Top DHS official defends ICE agents filmed shooting pepper ball at pastor’s head
Department of Homeland Security (DHS) Assistant Secretary Tricia McLaughlin on Wednesday defended an Immigration and Customs Enforcement (ICE) officer who shot a pastor with a pepper ball from a rooftop after video of the incident went viral this week.
Videos of the Sept. 19 incident, which circulated widely Wednesday on social media, showed the Rev. David Black of the First Presbyterian Church being struck in the head by an officer outside an ICE processing facility in a Chicago suburb. The anger stoked toward federal officers who have been deployed to the city by President Trump.
“What this clipped video doesn’t show is that these agitators were blocking an ICE vehicle from leaving the federal facility — impeding operations,” McLaughlin wrote in a lengthy statement on social platform
“Over and over again, law enforcement ordered these agitators to move off of federal property so the vehicle could move. Law enforcement verbally warned these agitators that they would use force if they did not move and stop impeding operations. They did not comply,” she added.
McLaughlin accused demonstrators of throwing rocks, bottles and launching fireworks at the law enforcement agents on the roof. However, in the recorded clip, Black could be seen gazing at officers with open hands prior to being shot by a pepper ball.
“I invited them to repentance,” Black told Religion News Service in an interview. “I basically offered an altar call.

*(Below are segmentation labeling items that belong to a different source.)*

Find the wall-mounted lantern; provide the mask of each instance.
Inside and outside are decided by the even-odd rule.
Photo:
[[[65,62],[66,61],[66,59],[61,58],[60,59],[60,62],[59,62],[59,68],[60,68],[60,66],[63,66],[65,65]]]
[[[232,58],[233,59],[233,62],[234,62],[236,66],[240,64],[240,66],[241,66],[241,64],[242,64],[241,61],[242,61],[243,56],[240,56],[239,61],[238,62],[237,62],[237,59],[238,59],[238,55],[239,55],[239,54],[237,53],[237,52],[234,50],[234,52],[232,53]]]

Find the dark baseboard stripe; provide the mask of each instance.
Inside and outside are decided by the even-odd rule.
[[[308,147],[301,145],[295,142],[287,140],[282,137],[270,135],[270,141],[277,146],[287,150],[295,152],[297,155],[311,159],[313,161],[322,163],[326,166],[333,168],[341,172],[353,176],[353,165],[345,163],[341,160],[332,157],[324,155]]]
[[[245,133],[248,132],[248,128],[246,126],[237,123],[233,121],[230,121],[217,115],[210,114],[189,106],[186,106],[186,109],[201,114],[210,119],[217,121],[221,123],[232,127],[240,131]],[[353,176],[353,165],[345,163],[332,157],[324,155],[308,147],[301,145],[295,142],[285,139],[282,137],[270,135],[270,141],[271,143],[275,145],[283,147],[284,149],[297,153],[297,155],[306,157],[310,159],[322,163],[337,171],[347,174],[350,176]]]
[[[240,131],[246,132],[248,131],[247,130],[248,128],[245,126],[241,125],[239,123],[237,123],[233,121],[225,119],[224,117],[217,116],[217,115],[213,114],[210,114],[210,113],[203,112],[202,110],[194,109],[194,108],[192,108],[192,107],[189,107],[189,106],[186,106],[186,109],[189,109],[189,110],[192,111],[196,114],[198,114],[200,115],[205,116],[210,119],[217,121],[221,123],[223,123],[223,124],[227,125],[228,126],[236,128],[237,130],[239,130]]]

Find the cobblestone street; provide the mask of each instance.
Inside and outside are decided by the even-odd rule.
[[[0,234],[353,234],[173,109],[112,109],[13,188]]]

I invited them to come and receive that salvation, and be part of the kingdom that is coming.”
Black also claimed he heard the agents “laughing” after he was hit.
“He was praying to them and they just ended up shooting him. It was like casual to them,” bystander Amanda Tovar told CNN.
“They [demonstrators] weren’t scaling a fence. They weren’t throwing any items. They weren’t even saying anything in the least that would be threatening. And that’s when they [ICE officers] just started opening fire at them,” she added.
Later in the evening, Black was again shoved and sprayed with pepper spray outside the ICE facility in Broadview, a village outside Chicago.